Kyle Richie and Andrew Feindel outline the strategies they use to avoid various tax pitfalls for the assets their professionally incorporated clients may leave behind
It might feel counter-intuitive to say, but for professionally incorporated clients, saving, investing, and accumulating assets in their professional corporations was the easy part. These clients, often physicians and dentists, have used their professional corporations as a means of investing and saving at a lower corporate tax rate and over the long term they’ve benefitted from compounding on those less-taxed assets. In Ontario professional corporations were allowed as of 2001, with most provinces following suit over that decade. This means that the first generation of professionals who took meaningful benefit of the ability to incorporate are approaching retirement, the end of their lives, and conversations around the disposal of their incorporated assets after they pass on.
Kyle Richie and Andrew Feindel specialize in serving incorporated clients, both the holders of professional corporations and business owners who have a different kind of corporate status. The Wealth Advisors at Richie Feindel Wealth Management of Richardson Wealth explained that upon death, there is a serious risk of the assets left in a corporation being subject to double taxation. As laid out by Tim Cestnik, these clients’ assets in the corporation can be taxed on their gains after death and the corporation’s growth in value can be taxed as well. Effectively, the same growth can be taxed twice. Richie and Feindel explained how advisors with incorporated clients can protect against these risks when building estate plans for professional corporations.
“Once we’ve identified where clients’ cash flows are coming from and their long-term lifestyle costs, at very conservative rates of returns, we see that for the vast majority of our clients there’s still a significant amount of wealth that will be in their corporation that will not be taken out for living,” Richie says. “That’s when we start talking about what will happen to those assets they don’t expect to spend.”
Those “bottom assets,” Richie and Feindel explain, are at risk of the double taxation that Cestnik highlights. Upon the death of the corporation holder, or the death of their surviving spouse, the CRA effectively looks at those bottom assets and treats them as though they were written as a full dividend for the value of the corporation. That dividend alone could be subject to a marginal tax rate as high as 47 per cent, with exposure to the gains taxation in the mix as well. While there are some straightforward mitigating strategies, they cannot effectively offset the scale of the taxation that an incorporated professional’s bottom assets might be subject to upon death.
Some of the trouble with bottom assets is that we cannot predict when we will pass away, so Feindel and Richie note the importance of estimating those assets conservatively. Nevertheless, for the assets that are at an extremely low risk of ever being needed, they say that permanent insurance solutions can help facilitate a more tax efficient transfer to the next generation. They’ll explain to clients that over the course of the next decade, for example, they will shift those assets in the form of premiums into a permanent, joint last to die life insurance policy that will pay out to a client’s heirs at a significantly lower tax rate.
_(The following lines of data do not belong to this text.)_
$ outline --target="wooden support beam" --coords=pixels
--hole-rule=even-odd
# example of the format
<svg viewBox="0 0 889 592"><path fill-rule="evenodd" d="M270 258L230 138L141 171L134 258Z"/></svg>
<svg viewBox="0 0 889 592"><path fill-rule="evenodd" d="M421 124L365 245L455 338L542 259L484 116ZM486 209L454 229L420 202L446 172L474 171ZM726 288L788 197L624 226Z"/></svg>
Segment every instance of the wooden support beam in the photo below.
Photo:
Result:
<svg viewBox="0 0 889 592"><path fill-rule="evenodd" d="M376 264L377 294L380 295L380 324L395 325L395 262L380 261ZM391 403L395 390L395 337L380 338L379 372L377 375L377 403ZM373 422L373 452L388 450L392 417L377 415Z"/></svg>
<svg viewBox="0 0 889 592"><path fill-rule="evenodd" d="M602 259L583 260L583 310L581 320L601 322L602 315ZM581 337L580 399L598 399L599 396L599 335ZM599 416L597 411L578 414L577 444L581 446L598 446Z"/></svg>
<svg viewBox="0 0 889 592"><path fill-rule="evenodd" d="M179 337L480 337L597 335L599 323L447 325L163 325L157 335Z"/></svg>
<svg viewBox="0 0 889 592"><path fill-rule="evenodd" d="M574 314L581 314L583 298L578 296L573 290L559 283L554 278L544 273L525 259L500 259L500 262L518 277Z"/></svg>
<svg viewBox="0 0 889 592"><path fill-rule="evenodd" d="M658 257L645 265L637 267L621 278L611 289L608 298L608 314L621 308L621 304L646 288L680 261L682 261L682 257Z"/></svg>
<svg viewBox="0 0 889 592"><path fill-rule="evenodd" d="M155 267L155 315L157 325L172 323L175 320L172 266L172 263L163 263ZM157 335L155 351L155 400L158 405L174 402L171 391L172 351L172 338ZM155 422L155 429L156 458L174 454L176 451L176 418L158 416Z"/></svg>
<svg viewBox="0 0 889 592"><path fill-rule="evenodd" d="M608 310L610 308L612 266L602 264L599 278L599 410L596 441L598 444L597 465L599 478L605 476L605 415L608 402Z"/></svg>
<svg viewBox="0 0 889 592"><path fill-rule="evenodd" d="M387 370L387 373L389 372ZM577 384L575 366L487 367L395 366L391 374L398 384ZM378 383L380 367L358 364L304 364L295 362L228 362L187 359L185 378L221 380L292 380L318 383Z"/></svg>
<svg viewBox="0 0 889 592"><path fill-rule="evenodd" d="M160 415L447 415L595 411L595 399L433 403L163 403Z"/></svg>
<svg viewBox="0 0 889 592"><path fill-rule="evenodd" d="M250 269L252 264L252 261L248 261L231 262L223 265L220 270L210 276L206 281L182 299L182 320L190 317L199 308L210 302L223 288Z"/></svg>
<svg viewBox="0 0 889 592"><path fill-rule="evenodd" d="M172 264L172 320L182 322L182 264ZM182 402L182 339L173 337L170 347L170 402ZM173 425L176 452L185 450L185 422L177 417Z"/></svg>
Through that process, though, Richie emphasizes that the goal is not about tax minimization. That is rather the means to achieving the maximization of after-tax assets. He argues that this distinction is a crucial one for advisors to keep in mind as they work to build estate plans for their incorporated clients.
Building those estate plans takes a huge amount of work on Richie and Feindel’s parts. They incorporate planning into each client meeting and outline how these strategies can function in the context of a wider investment plan. This steady stream of planning and estate advice means that the hard conversations around death and taxes involved in this process become easier for clients to handle. The two advisors will have estate planning conversations with almost every client, regardless of age. Once there are assets to be protected, they believe that this is a topic that should be brought up.
“I don’t think we have a single client who we haven’t brought this up with,” Feindel says. “I’m not saying that every client has insurance, most do, but we believe it’s a mistake not to bring this subject up. I have clients whose former advisors didn’t even address this when they had money inside the corporation. The fact that this wasn’t addressed and these clients will die with money in their corporations is a mistake on the part of their former advisors.”